# Kohler Command Model CV12.5S



## goball (Sep 25, 2006)

Friend has this engine on a JD riding mower. Not sure how old but engine now won't hold constant speed. Local repair show says the engine can't be fixed because Kohler recognized it had a design fault with the governor system and discontinued it & parts are no longer available. I find that somewhat difficult to swallow and wonder if anyone has a comment. Is it worth fixing assuming parts are available? Thx


----------



## 30yearTech (Sep 14, 2006)

Post the John Deere Model number and the Kohler spec numbers and maybe we can find out if parts are indeed obsolete.


----------



## goball (Sep 25, 2006)

Good idea and will do but will be a couple of weeks before I can get info posted. Thx for advice.


----------



## goball (Sep 25, 2006)

Hi,

John Deere Mower is Model STX38. Kohler CV12.5S, Spec 1215. Thx again.


----------



## 30yearTech (Sep 14, 2006)

Nothing obsolete about this engine. Here is a list of Internal governor parts, although I am not sure what parts they were referring to. The governor may just need the static adjustment set, although if it's surging or hunting that could indicate a carburetor issue and may not even be governor related!

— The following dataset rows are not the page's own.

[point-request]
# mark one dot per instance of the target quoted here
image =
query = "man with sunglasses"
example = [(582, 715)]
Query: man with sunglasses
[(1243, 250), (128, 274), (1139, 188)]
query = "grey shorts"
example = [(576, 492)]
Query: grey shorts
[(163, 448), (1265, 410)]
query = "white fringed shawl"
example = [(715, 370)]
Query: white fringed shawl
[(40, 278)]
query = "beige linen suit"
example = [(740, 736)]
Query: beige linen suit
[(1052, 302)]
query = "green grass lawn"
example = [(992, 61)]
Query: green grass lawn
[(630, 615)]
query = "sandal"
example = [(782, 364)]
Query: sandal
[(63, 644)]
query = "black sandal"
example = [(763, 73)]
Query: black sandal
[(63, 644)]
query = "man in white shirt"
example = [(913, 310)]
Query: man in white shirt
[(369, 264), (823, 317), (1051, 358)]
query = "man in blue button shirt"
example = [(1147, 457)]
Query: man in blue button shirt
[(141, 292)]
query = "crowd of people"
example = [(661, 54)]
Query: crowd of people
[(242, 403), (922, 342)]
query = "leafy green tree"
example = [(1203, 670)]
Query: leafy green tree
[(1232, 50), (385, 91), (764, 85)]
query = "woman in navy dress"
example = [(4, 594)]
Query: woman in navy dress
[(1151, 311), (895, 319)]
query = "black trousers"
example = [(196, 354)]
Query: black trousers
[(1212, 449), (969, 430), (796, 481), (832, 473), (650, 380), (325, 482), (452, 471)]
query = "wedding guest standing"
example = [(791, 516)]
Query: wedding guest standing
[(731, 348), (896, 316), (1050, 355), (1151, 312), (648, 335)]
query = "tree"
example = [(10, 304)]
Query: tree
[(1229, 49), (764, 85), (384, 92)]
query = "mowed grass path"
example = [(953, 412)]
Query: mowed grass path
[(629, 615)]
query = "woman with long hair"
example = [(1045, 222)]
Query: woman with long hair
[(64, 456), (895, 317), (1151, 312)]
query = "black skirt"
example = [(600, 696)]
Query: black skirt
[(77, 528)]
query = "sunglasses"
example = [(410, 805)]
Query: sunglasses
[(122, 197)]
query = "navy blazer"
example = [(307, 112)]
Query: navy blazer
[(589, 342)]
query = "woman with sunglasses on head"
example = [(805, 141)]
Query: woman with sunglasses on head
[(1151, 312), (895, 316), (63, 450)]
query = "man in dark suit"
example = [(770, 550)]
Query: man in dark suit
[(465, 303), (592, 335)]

You can find a complete illustrated parts list at the Kohler website: www.kohlerplus.com just enter as a guest and you must use internet explorer to access their site.


----------



## goball (Sep 25, 2006)

Took the crankcase cover off and found the governor pin laying loose so I'd say that you hit the nail on the head. Will check linkages etc. Now that the gov arm is loose from the shaft, could I get a little help with the static setting. Could trial and error it but would be better if I could start of right. Thx


----------



## 30yearTech (Sep 14, 2006)

goball said:


> Took the crankcase cover off and found the governor pin laying loose so I'd say that you hit the nail on the head. Will check linkages etc. Now that the gov arm is loose from the shaft, could I get a little help with the static setting. Could trial and error it but would be better if I could start of right. Thx


You can go to the Kohler website link in my previous post and download a service manual that will explain the governor setup and adjustment.


----------



## goball (Sep 25, 2006)

Got the engine running without any difficulty. Trying to sell if anyone is interested.


----------



## Alexguy1922 (3 mo ago)

goball said:


> Hi, John Deere Mower is Model STX38. Kohler CV12.5S, Spec 1215. Thx again.


 We're you ever able to find a manual on it or anything???


----------



## paulr44 (Oct 14, 2008)

Alexguy1922 said:


> We're you ever able to find a manual on it or anything???


Are you looking for Kohler manuals? go here Partners - Global Parts Lookup
Service manuals are at the bottom of IPL pages


----------